Tuesday, February 4, 2020

I Buy Tires With Home Cookin'


The Big City
Part 4 of 28

Now that I’ve seen both sides of the equation in this deal -- how it is in the small town and The Big City -- I can finally say with pretty good authority that the Big City, for all its bragging, hasn’t got anything over the small town. I'm able to see what’s good and what’s bad, and I’m telling everyone who’ll listen. And there's a lot of stubborn idiots out there. But no one can talk me out of it once I’ve made up my mind. Consider this a one-man stampede over the Big City!

Immediately when I start thinking of the baker, the butcher, and the new tire pusher back in the small town, I first think of the values I learned there. I think through all this stuff and you know how tears well up in your eyes? That’s what it is for me, except they're gushers. I get sentimental, then my whole life sweetens, then reality hits me squarely in the face -- the Big City I foolishly moved to -- and I go whole hog ballistic, with the terrible consequences of punishing myself. Crying and complaining that things aren’t what they used to be, to the point of denying myself supper and going to bed hungry.

I let my mind drift. The small town, gotta love it. It’s incredible now when I think back on it how much money I owe to so many people. And today I have the new tire guy in mind for some reason. Mostly for the many ways I deprived him of a good living by never having the exact change in paying for a tire. And he’d always shave a little off the price, giving me the comfort of riding on tires not bald or knobby while I only put out a few shekels.

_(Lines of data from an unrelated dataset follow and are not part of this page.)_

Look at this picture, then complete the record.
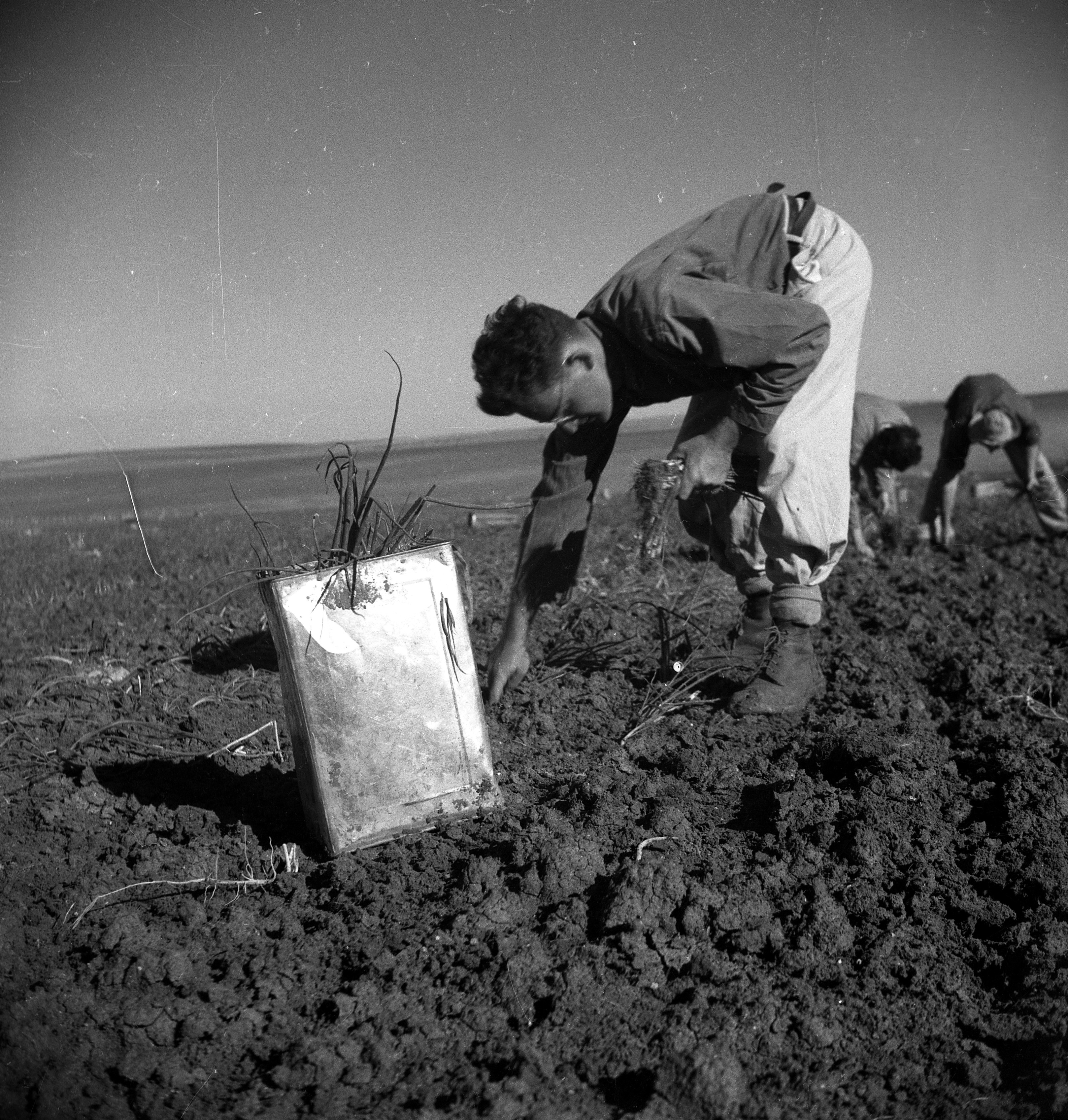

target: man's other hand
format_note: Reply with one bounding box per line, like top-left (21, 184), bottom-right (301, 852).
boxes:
top-left (486, 634), bottom-right (531, 703)
top-left (672, 417), bottom-right (740, 502)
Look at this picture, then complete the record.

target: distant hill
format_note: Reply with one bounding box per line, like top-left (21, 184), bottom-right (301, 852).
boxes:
top-left (0, 392), bottom-right (1068, 525)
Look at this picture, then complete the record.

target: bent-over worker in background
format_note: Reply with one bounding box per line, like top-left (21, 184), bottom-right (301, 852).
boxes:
top-left (850, 393), bottom-right (923, 560)
top-left (920, 373), bottom-right (1068, 546)
top-left (472, 184), bottom-right (871, 715)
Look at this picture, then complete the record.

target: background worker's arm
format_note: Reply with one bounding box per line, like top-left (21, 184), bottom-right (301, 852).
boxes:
top-left (850, 479), bottom-right (876, 560)
top-left (920, 416), bottom-right (970, 546)
top-left (486, 416), bottom-right (627, 703)
top-left (1023, 443), bottom-right (1038, 491)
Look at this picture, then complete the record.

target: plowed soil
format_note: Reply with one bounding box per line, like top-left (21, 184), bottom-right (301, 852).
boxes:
top-left (0, 487), bottom-right (1068, 1120)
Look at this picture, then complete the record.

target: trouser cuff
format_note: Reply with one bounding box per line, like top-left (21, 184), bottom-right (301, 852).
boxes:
top-left (771, 583), bottom-right (823, 626)
top-left (734, 571), bottom-right (775, 599)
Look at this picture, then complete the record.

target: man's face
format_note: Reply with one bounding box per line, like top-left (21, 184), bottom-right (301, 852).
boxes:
top-left (968, 409), bottom-right (1017, 451)
top-left (516, 338), bottom-right (612, 436)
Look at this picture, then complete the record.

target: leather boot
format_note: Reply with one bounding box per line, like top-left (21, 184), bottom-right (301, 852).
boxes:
top-left (728, 592), bottom-right (775, 665)
top-left (726, 620), bottom-right (826, 716)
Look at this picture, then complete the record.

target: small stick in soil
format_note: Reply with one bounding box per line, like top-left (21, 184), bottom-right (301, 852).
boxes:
top-left (64, 845), bottom-right (278, 929)
top-left (208, 719), bottom-right (282, 758)
top-left (634, 837), bottom-right (675, 863)
top-left (178, 1068), bottom-right (218, 1120)
top-left (78, 414), bottom-right (163, 579)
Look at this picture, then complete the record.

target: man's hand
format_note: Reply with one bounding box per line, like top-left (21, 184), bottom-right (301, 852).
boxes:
top-left (672, 417), bottom-right (741, 502)
top-left (486, 626), bottom-right (531, 703)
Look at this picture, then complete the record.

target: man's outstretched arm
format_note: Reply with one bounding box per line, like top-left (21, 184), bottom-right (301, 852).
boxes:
top-left (486, 409), bottom-right (627, 703)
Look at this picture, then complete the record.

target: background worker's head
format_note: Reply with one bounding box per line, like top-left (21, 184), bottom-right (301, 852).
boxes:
top-left (968, 409), bottom-right (1018, 451)
top-left (471, 296), bottom-right (612, 431)
top-left (864, 423), bottom-right (923, 471)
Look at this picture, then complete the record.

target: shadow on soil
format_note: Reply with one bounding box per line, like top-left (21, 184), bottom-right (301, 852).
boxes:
top-left (189, 631), bottom-right (278, 677)
top-left (95, 758), bottom-right (318, 850)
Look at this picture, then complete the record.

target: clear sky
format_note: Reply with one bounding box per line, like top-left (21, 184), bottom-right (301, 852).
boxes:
top-left (0, 0), bottom-right (1068, 457)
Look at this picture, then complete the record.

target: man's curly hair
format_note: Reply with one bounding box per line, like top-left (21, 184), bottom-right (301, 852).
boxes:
top-left (863, 423), bottom-right (923, 471)
top-left (471, 296), bottom-right (574, 417)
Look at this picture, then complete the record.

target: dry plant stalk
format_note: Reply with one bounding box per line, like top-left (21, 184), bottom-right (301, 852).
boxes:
top-left (634, 459), bottom-right (685, 571)
top-left (64, 843), bottom-right (283, 929)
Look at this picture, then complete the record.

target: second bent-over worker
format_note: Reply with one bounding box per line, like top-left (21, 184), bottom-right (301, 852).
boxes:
top-left (920, 373), bottom-right (1068, 546)
top-left (850, 393), bottom-right (923, 560)
top-left (472, 184), bottom-right (871, 715)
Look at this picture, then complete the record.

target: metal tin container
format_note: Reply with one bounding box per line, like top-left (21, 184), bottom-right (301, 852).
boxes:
top-left (260, 544), bottom-right (500, 856)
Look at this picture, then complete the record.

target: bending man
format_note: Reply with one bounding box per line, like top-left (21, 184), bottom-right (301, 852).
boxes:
top-left (920, 373), bottom-right (1068, 546)
top-left (472, 184), bottom-right (871, 715)
top-left (850, 393), bottom-right (923, 560)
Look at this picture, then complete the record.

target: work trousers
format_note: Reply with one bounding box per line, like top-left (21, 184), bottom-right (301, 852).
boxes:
top-left (675, 206), bottom-right (871, 626)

I still have to think he was always glad to see me coming. Him with that small town grin you can't help but love in small town merchants. It conveys a lot, that he and I are friends, with there being no doubt that we go together -- merchant and customer -- and if anything threatens the fragile balance of that relationship everything could go to hell and we’d both be in a pickle, and not just us but the rest of the population that depends so much on keeping the system in place. Because, really, we might not survive through the day if we veered from it so much as a silly millimeter!

In the Big City, however, just to offer one stark contrast, it’s dog eat dog till the last dog’s dead, which is any minute now! How do they avoid the fragile balance of the small town? There’s always new population they've never heard of washing up on the Big City’s shores. Rubes like me from the small town as well as immigration from other Big Cities, mostly lowlife cheapskates who don’t pay their bills showing up to take advantage of the Big City largesse, more fraudulent in the long run but manageable in the short. Because everything they do depends on volume. If the tire dealer loses half his inventory to vandals, he makes it up on volume. But in the small town, a vandal takes one tire it takes the dealer a full nine years to make up the loss.

I needed a couple new tires just a few weeks ago. And, yes, I went to the Big City sharks, who wouldn’t look the other way and give me the tires as loaners for a six-month test drive. These despicable sharks wanted cash, or worse, credit. It knocked me for a loop and that night I fell asleep longing for the glories of the small town, where I might ride on free tires till they popped. Because in the small town a few promises and an occasional apple pie goes a long way. Gets me from place to place.